ところがABCマートの場合、ホーキンスやVANSといった他社のブランド名を使っています。なので、これってプライベートブランドなの?って思ったんです。そこで調べてみたら、以下の記事を発見しました。
NBではあるものの、小売(屋号)の名前に頼らず、ひとつの独立したNBとしての認知度、地位を確立するブランド、いわゆる「ナショナル・プライベートブランド(NPB)」とでも言うべき商品開発が、今後、小売のPB戦略の潮流となるだろう。
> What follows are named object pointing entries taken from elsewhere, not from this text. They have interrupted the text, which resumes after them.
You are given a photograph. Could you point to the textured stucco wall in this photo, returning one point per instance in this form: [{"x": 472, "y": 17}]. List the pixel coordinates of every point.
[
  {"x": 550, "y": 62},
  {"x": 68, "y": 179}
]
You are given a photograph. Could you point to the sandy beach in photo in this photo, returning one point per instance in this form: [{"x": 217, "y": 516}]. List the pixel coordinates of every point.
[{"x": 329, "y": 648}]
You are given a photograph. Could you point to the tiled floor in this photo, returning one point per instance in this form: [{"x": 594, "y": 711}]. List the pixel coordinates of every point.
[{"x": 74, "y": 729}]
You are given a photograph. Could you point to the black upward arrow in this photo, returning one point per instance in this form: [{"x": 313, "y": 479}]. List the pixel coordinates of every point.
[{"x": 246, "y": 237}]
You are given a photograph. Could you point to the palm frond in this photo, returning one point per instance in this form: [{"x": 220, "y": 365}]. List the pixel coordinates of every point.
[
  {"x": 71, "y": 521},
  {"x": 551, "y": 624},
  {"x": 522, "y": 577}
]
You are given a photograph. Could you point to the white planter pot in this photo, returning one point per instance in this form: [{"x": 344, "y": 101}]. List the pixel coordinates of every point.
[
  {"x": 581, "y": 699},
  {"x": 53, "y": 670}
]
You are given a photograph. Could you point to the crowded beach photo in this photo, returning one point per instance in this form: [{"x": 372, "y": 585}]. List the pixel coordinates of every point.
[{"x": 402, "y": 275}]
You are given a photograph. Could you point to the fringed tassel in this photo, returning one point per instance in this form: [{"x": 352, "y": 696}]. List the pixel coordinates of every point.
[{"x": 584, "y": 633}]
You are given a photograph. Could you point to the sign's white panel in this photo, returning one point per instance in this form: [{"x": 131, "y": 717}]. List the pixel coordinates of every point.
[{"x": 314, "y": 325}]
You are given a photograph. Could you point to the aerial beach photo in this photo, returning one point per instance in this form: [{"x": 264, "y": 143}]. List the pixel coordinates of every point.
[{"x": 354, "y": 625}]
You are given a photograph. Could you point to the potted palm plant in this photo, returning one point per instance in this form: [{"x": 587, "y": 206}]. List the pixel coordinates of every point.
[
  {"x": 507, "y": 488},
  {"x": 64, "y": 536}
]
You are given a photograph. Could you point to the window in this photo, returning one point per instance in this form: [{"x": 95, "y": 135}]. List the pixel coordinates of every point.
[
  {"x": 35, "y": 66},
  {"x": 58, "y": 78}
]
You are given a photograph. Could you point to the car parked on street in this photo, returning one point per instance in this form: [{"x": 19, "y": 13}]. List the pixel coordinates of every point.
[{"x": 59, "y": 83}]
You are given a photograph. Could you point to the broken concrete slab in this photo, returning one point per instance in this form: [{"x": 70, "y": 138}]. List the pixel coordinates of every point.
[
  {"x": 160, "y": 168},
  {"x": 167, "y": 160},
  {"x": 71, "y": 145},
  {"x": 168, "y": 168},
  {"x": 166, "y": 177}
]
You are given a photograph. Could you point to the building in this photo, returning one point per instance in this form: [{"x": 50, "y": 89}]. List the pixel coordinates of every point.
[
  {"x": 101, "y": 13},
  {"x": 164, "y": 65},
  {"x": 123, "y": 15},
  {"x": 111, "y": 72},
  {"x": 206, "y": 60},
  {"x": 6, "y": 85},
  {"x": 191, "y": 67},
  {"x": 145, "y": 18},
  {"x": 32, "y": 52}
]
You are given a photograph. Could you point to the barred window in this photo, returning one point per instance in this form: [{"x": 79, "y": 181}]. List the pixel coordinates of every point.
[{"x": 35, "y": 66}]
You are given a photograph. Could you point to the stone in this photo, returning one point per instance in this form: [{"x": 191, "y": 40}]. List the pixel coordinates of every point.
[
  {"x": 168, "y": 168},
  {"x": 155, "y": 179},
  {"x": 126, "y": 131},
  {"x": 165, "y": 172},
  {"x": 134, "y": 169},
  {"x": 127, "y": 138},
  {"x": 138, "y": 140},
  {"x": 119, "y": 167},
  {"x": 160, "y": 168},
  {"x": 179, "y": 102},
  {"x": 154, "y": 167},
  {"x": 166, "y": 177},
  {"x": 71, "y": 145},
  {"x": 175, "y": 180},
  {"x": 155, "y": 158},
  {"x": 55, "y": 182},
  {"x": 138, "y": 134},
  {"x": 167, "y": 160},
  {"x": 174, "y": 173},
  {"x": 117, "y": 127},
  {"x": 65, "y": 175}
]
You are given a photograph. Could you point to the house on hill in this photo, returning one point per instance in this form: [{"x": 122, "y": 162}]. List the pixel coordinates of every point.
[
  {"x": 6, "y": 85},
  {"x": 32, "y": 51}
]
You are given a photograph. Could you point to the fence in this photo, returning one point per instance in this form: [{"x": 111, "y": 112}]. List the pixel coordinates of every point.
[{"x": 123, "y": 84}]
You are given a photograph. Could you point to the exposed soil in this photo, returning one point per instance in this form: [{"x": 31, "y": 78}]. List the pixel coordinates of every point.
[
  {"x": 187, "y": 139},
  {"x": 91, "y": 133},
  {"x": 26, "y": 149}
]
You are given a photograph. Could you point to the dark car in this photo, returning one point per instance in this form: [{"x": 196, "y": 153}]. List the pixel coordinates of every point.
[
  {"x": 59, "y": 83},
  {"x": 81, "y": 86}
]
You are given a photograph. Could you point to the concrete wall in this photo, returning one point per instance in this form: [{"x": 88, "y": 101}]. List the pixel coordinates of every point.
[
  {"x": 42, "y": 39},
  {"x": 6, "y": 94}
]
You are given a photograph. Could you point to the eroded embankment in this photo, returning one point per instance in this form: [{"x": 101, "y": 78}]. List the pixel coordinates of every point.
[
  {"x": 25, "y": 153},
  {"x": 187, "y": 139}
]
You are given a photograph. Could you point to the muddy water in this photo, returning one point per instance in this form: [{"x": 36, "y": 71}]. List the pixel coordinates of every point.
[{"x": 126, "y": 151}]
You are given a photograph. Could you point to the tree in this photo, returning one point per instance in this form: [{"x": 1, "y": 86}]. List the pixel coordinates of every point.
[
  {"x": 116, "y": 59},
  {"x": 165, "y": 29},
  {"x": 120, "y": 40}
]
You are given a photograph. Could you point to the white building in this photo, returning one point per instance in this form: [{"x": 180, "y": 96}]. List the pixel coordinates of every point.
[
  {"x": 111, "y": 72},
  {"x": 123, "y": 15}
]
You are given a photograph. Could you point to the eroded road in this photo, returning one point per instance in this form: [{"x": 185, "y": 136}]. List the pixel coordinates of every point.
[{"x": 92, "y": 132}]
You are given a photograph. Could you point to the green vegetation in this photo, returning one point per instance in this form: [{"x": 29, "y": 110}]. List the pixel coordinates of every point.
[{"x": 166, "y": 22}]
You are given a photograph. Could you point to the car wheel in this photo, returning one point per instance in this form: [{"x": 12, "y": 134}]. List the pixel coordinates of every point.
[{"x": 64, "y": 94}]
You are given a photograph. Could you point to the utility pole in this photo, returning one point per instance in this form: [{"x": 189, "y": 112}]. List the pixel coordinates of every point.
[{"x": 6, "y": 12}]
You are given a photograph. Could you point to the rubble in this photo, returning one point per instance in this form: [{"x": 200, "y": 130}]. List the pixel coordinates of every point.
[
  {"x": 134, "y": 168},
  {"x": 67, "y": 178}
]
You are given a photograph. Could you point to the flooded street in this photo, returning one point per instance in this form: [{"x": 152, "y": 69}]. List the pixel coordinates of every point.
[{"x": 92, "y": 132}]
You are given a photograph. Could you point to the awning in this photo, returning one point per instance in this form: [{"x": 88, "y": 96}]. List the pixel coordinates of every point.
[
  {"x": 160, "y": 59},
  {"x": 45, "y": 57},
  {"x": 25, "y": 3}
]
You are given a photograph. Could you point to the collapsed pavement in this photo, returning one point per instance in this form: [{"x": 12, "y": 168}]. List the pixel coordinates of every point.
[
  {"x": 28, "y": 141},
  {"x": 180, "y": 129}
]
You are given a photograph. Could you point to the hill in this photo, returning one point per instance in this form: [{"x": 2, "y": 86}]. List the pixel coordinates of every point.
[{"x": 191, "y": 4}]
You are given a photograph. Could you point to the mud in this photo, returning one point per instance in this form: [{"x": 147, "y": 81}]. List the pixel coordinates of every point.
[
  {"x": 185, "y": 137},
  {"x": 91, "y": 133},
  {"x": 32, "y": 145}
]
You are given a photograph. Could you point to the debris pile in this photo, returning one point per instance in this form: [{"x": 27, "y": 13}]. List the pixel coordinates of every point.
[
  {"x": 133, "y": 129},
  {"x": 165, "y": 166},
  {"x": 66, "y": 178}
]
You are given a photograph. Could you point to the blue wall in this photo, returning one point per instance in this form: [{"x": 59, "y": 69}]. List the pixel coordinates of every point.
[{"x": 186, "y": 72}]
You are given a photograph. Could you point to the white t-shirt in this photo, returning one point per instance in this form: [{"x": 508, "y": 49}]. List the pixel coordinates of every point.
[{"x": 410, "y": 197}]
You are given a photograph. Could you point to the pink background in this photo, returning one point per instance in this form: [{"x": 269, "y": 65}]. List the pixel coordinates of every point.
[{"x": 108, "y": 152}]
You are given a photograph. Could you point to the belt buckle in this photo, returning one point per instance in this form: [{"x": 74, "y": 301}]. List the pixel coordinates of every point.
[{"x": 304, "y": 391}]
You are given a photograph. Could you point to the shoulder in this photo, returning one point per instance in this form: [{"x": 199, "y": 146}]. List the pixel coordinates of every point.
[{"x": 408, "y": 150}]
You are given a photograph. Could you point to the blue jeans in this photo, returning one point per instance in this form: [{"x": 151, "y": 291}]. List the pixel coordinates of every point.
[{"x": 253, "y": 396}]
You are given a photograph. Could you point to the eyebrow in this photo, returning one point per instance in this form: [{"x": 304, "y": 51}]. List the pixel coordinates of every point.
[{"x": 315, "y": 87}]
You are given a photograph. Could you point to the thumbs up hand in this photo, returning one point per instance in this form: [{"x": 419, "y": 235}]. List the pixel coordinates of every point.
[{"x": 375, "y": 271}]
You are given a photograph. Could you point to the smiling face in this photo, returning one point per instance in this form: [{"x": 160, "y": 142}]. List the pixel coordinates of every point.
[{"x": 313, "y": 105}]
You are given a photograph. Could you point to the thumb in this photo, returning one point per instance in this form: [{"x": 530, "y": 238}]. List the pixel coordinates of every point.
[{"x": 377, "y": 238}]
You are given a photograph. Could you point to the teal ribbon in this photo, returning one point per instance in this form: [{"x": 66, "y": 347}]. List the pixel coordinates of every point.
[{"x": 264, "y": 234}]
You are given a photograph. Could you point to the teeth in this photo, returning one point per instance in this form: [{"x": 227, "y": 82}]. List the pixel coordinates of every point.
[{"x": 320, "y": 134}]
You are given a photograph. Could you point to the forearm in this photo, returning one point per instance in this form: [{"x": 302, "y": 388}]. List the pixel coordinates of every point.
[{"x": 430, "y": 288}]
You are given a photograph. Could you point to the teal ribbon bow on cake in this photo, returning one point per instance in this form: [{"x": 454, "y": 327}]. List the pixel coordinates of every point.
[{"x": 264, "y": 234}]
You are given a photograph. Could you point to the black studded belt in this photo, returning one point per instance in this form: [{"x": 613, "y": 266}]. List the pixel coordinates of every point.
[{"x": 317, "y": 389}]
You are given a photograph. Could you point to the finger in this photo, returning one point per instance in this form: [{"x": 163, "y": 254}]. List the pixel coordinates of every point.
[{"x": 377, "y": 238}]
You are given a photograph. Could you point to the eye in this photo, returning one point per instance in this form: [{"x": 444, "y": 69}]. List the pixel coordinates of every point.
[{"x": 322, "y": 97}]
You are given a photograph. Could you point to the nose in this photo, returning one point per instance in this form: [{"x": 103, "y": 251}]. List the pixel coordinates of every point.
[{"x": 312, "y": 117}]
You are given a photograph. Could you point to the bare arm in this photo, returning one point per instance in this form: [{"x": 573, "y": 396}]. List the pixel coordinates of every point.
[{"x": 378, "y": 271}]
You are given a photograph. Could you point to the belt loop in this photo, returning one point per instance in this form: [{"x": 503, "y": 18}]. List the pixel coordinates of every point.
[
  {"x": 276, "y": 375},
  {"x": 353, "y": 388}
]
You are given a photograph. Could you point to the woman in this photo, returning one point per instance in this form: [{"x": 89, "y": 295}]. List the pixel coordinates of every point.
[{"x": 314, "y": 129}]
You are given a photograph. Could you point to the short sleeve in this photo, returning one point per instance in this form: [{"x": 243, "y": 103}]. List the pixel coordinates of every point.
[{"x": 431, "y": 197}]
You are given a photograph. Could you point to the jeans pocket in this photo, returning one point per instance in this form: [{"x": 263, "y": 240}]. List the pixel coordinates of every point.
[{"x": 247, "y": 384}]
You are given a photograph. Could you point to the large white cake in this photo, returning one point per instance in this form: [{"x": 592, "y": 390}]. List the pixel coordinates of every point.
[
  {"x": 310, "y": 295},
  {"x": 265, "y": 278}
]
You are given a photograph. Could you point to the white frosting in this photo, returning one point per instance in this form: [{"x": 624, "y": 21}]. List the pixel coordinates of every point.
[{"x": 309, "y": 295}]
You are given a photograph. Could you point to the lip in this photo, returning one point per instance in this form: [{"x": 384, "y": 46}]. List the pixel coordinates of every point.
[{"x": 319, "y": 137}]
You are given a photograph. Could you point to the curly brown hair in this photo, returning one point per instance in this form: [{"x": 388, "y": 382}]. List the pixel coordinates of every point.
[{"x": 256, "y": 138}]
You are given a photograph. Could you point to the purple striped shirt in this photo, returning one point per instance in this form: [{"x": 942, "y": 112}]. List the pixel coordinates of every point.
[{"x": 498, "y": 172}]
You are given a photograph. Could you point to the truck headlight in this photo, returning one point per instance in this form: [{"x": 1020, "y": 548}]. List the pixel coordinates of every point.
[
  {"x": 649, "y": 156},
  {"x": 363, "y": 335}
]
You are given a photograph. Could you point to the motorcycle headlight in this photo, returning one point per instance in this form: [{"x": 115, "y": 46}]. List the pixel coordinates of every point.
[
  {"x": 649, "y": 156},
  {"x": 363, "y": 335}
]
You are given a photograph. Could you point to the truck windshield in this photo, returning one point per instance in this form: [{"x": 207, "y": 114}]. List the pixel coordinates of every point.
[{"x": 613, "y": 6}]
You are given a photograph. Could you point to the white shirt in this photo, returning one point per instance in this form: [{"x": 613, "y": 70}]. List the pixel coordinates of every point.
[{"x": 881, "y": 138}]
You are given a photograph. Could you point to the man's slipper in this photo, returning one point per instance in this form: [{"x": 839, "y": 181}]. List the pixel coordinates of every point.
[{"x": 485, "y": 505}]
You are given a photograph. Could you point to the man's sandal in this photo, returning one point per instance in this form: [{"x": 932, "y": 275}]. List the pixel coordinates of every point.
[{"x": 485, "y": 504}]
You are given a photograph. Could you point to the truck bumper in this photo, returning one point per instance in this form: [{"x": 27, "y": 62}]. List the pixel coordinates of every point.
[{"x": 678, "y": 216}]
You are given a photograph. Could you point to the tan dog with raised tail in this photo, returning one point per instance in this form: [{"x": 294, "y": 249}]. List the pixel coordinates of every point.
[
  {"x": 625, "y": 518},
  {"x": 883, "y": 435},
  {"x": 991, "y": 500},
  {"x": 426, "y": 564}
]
<引用:2013/9/22 ビジネスジャーナル 「PB先進企業・靴のABCマート、驚異の戦略~ブランド単体と小売、2つの顔で相乗効果」>
なるほど~。ナショナルブランドとは、ずばりホーキンスやVANSのこと。つまりABCマート(小売店)にとっては他社の商品。従来の小売店ではナショナルブランドの販売が主流でした。
でもナショナルブランドだけじゃ儲からんし、品質の保持や商品の仕様変更もしやすいほうがいいじゃん!とわけで、プライベートブランド時代が到来したわけです(2008年には「セブンプレミアム」がヒット商品に選出)。
そしてさらにプライベートブランドの価値を進化させたのが、ABCマートが実践しているナショナル・プライベートブランド。集客力のある他社のブランド名を使う一方、自社で商品企画・製造販売を行うタイプです。
ナショナル・プライベートブランドの肝は、まずナショナルブランド(他社品の商標権)を独占販売できること。そこでまだ国内に販路がない海外のブランドが狙い目といえます。ABCマートの場合、平成3年(1991)に「VANS」の国内での独占販売権契約を締結しています(株式会社インターナショナル・トレーディング・コーポレーション 有価証券報告書より)。
また自社で商品企画OKの承諾をもらうことも大事でしょう。ブランド独自のデザインや機能の基準があれば、それを最低限クリアした上で自社オリジナルを加えることを許してもらっておかないと、後々気まずいはずです。
≪まとめ≫
今でさえABCマートの戦略が注目されてますが、実は「VANS」の独占販売権契約から24年経っているわけです。そう考えるとナショナル・プライベートブランド戦略は決して簡単ではありませんが、潜在的な国内市場を活用できるブランドを海外から発掘する価値があるかもしれません。